Die IS-Dschihadisten waren damals fanatisiert und hoch motiviert - ob sie es heute noch in dem Maße sind, ist zu bezweifeln. Das allein aber hätte nie zum handstreichartigen Sieg reichen dürfen. Hauptgrund dafür war der desolate Zustand der irakischen Armee. Sunniten und alle anderen, auch Christen, die in der irakischen Armee bis zum Sturz von Saddam Hussein Rang und Befehlsgewalt hatten, waren von der nunmehr schiitischen Regierung teils bis zu den Unteroffiziersdienstgraden ausgestoßen worden.
Die »Neuen« waren, so sie überhaupt etwas von Militär verstanden, nicht selten zuerst darauf bedacht, sich die Taschen zu füllen. Geld und Waffen gab es genug.

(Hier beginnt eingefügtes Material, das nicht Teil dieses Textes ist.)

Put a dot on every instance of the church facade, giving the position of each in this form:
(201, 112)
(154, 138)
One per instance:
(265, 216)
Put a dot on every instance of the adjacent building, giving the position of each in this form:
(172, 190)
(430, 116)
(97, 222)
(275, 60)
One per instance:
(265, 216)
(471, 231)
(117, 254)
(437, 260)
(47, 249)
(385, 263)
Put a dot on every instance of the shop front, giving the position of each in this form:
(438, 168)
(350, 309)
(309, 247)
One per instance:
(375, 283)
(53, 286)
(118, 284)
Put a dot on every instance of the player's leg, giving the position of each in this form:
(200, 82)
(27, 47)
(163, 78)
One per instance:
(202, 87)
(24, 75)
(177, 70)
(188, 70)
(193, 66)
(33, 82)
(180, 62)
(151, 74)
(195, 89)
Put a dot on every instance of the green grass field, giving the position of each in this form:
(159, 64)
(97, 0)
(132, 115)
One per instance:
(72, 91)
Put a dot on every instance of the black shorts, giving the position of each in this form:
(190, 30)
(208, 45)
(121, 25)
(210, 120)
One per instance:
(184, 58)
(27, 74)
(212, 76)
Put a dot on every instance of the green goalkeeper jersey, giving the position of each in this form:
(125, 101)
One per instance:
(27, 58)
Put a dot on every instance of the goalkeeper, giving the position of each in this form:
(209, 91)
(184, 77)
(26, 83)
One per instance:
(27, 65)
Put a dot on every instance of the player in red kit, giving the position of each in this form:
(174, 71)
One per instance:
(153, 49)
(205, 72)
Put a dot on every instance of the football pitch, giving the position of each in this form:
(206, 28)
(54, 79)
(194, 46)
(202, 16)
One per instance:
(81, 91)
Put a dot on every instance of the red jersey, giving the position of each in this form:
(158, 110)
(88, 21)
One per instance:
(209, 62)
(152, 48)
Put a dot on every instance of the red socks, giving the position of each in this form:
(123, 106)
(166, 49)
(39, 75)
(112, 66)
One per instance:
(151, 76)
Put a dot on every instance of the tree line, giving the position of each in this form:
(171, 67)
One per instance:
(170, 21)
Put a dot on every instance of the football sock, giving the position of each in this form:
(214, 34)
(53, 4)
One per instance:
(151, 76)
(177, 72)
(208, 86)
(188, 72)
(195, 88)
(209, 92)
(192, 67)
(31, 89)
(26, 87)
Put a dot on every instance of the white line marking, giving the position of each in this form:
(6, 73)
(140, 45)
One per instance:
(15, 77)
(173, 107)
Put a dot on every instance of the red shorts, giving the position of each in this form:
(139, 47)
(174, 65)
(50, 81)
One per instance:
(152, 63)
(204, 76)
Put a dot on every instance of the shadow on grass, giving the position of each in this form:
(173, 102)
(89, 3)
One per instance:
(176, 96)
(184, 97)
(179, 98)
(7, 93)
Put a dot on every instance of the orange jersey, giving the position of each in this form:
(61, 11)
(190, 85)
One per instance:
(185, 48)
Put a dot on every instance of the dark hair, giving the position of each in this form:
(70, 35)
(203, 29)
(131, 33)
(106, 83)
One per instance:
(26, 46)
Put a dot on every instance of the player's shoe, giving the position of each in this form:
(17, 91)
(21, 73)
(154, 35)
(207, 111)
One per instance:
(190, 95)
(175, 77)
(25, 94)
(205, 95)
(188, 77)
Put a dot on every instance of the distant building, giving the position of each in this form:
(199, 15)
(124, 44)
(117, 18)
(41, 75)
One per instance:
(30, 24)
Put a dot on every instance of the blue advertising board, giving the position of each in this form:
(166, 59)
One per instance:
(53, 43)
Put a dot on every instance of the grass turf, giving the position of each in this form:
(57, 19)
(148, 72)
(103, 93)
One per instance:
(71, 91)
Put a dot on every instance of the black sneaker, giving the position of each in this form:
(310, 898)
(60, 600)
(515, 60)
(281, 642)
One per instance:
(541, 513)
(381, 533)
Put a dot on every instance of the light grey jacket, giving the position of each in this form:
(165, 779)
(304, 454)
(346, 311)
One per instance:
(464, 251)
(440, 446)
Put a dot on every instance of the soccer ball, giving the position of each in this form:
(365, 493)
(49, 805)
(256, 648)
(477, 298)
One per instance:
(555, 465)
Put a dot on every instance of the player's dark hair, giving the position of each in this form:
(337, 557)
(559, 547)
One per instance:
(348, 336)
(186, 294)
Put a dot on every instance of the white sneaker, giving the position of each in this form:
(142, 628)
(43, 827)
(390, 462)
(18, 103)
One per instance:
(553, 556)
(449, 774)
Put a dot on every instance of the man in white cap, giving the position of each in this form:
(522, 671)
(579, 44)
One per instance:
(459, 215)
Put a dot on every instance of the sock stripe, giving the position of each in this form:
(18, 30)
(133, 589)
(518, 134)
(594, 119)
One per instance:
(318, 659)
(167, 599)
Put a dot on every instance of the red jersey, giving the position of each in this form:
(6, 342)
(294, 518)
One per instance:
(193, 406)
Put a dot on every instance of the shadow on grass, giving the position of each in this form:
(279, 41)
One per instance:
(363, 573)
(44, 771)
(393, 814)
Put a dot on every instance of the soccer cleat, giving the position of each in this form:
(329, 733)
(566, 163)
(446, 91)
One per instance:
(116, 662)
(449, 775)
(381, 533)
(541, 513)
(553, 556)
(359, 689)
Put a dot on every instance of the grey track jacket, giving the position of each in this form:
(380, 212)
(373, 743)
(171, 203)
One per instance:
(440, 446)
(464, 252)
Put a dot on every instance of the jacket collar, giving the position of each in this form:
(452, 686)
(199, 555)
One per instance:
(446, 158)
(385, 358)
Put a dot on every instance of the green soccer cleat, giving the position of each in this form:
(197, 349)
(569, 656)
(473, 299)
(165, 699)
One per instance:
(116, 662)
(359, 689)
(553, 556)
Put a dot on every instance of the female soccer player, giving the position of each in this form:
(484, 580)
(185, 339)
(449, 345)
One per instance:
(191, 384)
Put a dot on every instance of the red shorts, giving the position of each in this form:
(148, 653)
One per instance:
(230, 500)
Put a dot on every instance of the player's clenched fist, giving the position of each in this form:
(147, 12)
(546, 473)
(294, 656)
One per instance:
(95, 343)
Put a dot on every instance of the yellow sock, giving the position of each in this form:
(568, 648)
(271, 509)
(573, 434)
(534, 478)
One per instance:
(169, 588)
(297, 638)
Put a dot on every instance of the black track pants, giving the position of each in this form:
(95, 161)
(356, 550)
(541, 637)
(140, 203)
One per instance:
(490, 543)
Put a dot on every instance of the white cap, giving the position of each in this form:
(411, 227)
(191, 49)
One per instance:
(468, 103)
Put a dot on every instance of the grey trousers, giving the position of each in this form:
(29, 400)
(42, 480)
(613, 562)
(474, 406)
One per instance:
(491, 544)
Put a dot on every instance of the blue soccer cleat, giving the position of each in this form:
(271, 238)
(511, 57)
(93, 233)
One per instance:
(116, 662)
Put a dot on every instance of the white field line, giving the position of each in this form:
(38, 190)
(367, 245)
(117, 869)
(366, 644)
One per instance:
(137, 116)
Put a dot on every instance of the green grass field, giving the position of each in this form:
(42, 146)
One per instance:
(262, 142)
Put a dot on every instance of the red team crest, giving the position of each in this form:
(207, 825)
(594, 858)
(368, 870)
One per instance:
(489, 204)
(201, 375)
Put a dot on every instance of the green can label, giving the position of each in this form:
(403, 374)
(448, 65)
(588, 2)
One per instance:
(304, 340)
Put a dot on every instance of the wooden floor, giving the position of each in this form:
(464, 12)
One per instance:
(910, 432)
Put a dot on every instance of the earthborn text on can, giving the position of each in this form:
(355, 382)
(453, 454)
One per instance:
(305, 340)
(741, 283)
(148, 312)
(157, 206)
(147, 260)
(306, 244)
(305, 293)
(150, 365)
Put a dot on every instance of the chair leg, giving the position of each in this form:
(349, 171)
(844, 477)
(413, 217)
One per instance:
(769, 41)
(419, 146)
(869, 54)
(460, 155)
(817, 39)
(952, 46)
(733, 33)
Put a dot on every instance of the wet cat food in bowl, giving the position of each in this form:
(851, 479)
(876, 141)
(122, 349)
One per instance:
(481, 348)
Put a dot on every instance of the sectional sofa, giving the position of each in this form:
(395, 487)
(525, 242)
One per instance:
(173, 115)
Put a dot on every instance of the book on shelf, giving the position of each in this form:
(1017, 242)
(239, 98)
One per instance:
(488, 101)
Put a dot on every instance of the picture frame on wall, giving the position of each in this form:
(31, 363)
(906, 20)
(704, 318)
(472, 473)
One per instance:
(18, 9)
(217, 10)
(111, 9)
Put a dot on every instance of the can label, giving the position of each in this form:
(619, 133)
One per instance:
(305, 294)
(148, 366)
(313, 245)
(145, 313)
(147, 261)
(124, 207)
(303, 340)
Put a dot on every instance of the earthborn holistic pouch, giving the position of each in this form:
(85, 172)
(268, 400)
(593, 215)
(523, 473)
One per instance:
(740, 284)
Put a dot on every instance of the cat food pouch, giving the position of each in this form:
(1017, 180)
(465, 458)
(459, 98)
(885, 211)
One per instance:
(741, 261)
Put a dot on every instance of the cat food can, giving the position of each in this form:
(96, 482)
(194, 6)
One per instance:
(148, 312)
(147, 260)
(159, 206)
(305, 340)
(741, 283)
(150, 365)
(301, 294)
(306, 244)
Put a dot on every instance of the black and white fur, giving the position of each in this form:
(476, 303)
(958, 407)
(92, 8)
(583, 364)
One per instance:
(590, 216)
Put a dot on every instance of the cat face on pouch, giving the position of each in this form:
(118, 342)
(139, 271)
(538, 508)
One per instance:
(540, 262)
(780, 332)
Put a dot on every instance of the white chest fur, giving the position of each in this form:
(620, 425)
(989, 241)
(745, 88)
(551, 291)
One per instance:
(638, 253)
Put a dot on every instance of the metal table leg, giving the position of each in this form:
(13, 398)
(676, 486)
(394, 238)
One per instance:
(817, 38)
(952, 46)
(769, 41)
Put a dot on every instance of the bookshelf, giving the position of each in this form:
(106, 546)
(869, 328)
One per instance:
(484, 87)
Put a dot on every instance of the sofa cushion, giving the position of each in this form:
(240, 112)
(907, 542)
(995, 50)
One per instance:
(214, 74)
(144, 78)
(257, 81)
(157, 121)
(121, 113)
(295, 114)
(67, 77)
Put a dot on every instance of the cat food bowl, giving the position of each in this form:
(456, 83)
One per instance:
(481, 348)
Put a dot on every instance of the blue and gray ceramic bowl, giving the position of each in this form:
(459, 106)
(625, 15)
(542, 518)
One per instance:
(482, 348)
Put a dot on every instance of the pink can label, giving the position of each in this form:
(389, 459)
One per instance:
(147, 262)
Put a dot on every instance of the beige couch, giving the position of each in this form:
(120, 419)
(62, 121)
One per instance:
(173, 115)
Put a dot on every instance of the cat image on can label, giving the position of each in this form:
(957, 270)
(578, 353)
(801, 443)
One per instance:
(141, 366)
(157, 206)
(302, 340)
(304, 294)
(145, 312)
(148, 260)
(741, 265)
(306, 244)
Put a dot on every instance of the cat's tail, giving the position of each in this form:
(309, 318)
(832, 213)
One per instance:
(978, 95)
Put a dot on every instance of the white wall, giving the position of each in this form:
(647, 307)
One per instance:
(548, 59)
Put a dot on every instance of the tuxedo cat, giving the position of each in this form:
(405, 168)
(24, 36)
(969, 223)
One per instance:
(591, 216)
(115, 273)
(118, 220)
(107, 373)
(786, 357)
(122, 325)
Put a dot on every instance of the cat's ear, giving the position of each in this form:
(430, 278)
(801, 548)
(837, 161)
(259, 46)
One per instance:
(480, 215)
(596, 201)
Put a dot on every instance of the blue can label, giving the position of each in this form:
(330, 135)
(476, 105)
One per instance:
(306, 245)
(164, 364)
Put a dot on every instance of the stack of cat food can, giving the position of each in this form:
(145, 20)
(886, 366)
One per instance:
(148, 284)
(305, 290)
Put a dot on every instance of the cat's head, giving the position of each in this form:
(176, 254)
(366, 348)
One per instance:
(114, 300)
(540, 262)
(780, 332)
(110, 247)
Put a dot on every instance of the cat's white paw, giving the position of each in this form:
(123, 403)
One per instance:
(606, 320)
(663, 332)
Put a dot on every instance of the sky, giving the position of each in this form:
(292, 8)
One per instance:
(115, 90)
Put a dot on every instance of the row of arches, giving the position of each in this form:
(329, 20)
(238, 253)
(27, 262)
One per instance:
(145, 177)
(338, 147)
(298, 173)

Falludscha wiederum ist in einer zu fast zwei Dritteln aus Schiiten bestehenden irakischen Bevölkerung eine Hochburg der Sunniten, die von den pauschalen Degradierungen in Armee, Politik und Staat nach der Hinrichtung des Sunniten Saddam besonders betroffen war. Auch deshalb wird der Widerstand der - sunnitischen - Bevölkerung gegen die IS-Milizen damals nicht erheblich gewesen sein.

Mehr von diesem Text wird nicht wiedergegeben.